Subfolder hosting has positive SEO implications compared to subdomain hosting:

Domain authority sharing

Documentation pages at yourcompany.com/docs inherit the domain authority of your main site. Subdomains are treated as separate entities by search engines, so content at docs.yourcompany.com does not benefit from your main domain's authority.

Unified link equity

Backlinks to your documentation pages contribute to the overall link equity of your main domain. With subdomain hosting, link equity is split between the main domain and the docs subdomain.

Consistent canonical URLs

HolyDocs generates canonical URLs using your basePath, so search engines index the correct URL under your main domain.

Shared cookie scope

If you use cookie-based analytics on your main site, documentation pages under the same domain share the same cookie scope, giving you unified analytics across your entire web presence.

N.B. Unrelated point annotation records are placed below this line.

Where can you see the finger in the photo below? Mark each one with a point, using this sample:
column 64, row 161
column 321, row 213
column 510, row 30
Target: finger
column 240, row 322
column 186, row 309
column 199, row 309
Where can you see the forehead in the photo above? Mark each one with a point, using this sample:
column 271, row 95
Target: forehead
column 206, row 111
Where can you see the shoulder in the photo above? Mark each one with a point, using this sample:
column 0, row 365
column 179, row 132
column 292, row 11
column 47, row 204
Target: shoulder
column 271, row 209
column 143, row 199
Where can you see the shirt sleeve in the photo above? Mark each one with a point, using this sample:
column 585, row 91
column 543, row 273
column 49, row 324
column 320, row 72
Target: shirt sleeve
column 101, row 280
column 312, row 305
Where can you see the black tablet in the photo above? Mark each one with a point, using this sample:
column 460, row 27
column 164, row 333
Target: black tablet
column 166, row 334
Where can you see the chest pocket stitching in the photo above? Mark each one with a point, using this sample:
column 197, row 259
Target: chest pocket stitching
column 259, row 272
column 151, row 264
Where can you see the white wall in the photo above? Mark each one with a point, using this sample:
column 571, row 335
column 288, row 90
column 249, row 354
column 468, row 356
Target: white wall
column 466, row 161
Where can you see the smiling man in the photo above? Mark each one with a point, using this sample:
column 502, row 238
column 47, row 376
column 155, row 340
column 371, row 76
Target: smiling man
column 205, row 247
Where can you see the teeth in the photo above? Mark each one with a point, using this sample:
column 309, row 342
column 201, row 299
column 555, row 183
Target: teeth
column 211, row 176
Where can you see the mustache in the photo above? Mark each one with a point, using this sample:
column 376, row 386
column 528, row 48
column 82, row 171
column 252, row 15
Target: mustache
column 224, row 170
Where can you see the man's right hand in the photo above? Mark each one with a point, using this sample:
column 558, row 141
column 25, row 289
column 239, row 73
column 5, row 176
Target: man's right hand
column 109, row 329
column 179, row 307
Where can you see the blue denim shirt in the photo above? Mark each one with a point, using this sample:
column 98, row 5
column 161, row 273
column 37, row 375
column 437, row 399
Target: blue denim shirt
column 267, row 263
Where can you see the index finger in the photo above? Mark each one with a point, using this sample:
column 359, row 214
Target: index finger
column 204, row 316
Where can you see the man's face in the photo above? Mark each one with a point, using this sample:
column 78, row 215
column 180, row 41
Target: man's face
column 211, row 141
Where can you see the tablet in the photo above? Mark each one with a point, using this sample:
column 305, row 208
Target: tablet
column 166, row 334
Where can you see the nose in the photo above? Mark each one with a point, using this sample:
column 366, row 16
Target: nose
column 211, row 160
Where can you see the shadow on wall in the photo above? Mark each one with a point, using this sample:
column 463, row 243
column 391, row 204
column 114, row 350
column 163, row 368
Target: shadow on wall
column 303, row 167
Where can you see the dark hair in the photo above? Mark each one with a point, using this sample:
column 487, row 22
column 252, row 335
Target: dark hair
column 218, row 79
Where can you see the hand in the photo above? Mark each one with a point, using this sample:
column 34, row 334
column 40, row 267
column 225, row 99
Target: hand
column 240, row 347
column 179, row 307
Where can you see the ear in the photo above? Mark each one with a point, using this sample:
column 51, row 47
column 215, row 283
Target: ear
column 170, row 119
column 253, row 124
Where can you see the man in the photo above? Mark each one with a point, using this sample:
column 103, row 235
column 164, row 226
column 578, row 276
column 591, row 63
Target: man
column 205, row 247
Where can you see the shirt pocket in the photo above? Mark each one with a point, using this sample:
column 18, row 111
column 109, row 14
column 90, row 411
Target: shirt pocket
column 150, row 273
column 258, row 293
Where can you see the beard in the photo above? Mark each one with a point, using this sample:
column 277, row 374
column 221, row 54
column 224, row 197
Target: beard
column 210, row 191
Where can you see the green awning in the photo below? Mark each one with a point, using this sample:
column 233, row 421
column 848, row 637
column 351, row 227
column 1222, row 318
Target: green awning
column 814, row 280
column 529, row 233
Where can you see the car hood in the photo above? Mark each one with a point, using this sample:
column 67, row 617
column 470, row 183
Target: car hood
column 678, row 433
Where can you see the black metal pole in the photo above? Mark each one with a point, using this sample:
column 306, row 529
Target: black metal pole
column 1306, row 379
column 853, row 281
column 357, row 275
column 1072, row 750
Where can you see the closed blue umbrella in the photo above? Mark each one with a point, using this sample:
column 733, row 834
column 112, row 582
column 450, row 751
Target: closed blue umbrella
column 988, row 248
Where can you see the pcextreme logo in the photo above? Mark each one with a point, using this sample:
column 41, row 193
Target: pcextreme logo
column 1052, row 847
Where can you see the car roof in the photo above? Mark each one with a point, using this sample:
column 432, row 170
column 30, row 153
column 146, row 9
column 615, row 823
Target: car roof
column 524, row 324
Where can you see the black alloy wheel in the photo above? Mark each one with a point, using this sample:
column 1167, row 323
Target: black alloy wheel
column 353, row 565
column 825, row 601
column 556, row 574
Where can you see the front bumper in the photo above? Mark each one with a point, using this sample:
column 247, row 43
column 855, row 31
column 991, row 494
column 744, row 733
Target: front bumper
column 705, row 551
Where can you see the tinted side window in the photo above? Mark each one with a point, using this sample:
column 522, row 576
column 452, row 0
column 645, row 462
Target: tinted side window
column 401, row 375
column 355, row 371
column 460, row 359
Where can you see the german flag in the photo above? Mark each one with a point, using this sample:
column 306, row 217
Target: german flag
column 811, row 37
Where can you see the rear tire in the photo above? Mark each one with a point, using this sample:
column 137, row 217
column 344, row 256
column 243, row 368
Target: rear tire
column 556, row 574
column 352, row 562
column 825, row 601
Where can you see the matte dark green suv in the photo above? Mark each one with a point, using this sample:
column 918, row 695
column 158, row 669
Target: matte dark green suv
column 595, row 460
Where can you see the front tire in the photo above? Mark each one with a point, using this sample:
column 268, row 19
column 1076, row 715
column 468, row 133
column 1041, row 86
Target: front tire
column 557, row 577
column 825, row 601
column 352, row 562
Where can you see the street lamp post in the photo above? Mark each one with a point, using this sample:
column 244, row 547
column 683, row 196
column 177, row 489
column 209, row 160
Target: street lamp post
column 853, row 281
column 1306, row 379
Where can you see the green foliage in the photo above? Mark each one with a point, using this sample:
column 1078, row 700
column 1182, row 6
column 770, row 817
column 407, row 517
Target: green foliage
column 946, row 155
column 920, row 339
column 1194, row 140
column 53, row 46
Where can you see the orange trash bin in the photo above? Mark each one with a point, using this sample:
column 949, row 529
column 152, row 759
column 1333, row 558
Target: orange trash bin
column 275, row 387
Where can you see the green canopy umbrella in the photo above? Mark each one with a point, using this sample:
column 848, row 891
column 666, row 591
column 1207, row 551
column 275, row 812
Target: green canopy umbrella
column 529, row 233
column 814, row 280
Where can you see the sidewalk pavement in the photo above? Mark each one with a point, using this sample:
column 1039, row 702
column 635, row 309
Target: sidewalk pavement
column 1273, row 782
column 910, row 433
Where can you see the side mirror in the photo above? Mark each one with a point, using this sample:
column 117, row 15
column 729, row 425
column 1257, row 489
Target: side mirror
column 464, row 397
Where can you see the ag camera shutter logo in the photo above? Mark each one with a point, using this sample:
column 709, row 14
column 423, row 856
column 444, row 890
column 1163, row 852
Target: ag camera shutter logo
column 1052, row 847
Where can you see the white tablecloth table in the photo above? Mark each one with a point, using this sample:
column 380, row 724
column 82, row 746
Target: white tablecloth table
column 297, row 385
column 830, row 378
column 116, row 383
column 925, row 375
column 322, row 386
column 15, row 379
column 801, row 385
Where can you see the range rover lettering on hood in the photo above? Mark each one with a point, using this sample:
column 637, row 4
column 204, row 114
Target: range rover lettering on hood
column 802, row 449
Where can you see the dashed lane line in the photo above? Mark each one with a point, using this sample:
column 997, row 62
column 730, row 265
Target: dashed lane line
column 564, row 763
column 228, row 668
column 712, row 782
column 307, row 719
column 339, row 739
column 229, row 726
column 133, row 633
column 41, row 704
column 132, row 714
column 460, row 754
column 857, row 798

While subfolder hosting has SEO advantages, subdomain hosting (docs.yourcompany.com) is simpler to set up and does not require any proxy configuration. If SEO is not a primary concern, subdomain hosting is the recommended approach for most projects.

Troubleshooting

Verify that your proxy rule forwards the request path correctly. The most common issue is the proxy including the base path in the forwarded URL, resulting in a double path like /docs/docs/quickstart. Ensure the proxy_pass URL has a trailing slash (Nginx) or the rewrite strips the prefix.

Ensure your proxy forwards all paths under the base path, including /_assets/ and static file paths. Some proxy configurations only forward HTML page requests. The proxy rule should match /docs/* (all paths), not just specific extensions.

The AI assistant uses Server-Sent Events (SSE) for streaming. Ensure your proxy does not buffer responses. For Nginx, add proxy_buffering off; and proxy_read_timeout 300s; to the location block. For Cloudflare Workers, SSE pass-through works by default.